RAPTOR: Recursive Abstractive Processing for Tree-Organized Retrieval

AI-generated keywords: Retrieval-augmented language models

AI-generated Key Points

  • Retrieval-augmented language models (LMs) have limitations in understanding overall document context holistically.
  • RAPTOR (Recursive And Progressive Tree Of Retrievals) is a novel approach that addresses this limitation.
  • RAPTOR utilizes text summarization techniques to construct a tree with different levels of summarization from the bottom up.
  • RAPTOR retrieves from this tree at inference time, enabling a more comprehensive understanding of the document context.
  • Controlled experiments show that RAPTOR significantly outperforms existing methods on various tasks, especially when coupled with GPT-4 for complex multi-step reasoning.
  • RAPTOR also outperforms current retrieval augmentation methods when applied to collections of long documents.
  • RAPTOR enhances the relevance and effectiveness of retrieved information by leveraging text summarization techniques at different scales.
  • The code for RAPTOR will be released publicly to facilitate further research and development in this area.
Also access our AI generated: Comprehensive summary, Lay summary, Blog-like article; or ask questions about this paper to our AI assistant.

Authors: Parth Sarthi, Salman Abdullah, Aditi Tuli, Shubh Khanna, Anna Goldie, Christopher D. Manning

License: CC BY 4.0

Abstract: Retrieval-augmented language models can better adapt to changes in world state and incorporate long-tail knowledge. However, most existing methods retrieve only short contiguous chunks from a retrieval corpus, limiting holistic understanding of the overall document context.
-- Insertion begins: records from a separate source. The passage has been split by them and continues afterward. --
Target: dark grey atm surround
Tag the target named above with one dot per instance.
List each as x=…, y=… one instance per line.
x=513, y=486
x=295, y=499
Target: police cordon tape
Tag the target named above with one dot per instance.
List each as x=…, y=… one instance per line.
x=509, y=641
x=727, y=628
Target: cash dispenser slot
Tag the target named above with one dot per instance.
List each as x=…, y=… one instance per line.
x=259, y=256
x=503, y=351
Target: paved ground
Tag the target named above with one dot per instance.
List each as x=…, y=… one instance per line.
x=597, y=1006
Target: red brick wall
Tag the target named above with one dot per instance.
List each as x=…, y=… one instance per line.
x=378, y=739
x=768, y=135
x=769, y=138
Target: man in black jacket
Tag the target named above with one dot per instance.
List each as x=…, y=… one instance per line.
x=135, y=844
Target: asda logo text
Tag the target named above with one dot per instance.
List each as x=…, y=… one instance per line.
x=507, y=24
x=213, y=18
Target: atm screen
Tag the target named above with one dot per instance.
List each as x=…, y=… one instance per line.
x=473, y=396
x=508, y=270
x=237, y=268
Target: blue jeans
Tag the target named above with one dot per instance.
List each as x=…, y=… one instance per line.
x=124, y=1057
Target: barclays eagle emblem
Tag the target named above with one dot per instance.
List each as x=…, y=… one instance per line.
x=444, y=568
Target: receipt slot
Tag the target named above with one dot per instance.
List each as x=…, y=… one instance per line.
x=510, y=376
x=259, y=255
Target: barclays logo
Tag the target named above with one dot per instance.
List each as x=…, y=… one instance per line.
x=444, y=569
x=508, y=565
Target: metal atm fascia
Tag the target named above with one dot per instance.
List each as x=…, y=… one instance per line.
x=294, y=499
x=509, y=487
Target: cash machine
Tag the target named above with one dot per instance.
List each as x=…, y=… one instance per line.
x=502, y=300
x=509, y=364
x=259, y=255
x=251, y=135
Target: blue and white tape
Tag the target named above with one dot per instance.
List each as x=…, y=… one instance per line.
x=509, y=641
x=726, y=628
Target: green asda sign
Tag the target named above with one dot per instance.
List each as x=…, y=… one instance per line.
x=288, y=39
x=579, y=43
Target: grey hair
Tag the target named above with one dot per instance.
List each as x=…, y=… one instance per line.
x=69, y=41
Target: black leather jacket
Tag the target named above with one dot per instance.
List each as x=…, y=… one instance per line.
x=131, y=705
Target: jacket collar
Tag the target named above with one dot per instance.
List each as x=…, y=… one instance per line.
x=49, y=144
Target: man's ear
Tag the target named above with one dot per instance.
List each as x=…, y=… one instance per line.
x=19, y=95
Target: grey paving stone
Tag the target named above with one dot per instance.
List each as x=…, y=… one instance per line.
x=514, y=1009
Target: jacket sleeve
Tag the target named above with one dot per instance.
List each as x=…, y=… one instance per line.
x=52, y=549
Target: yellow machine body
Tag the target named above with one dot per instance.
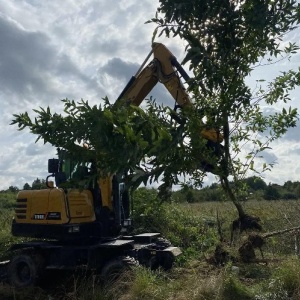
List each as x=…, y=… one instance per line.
x=54, y=206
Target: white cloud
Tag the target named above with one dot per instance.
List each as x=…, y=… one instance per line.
x=87, y=49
We introduce the novel approach of recursively embedding, clustering, and summarizing chunks of text, constructing a tree with differing levels of summarization from the bottom up. At inference time, our RAPTOR model retrieves from this tree, integrating information across lengthy documents at different levels of abstraction. Controlled experiments show that retrieval with recursive summaries offers significant improvements over traditional retrieval-augmented LMs on several tasks. On question-answering tasks that involve complex, multi-step reasoning, we show state-of-the-art results; for example, by coupling RAPTOR retrieval with the use of GPT-4, we can improve the best performance on the QuALITY benchmark by 20% in absolute accuracy.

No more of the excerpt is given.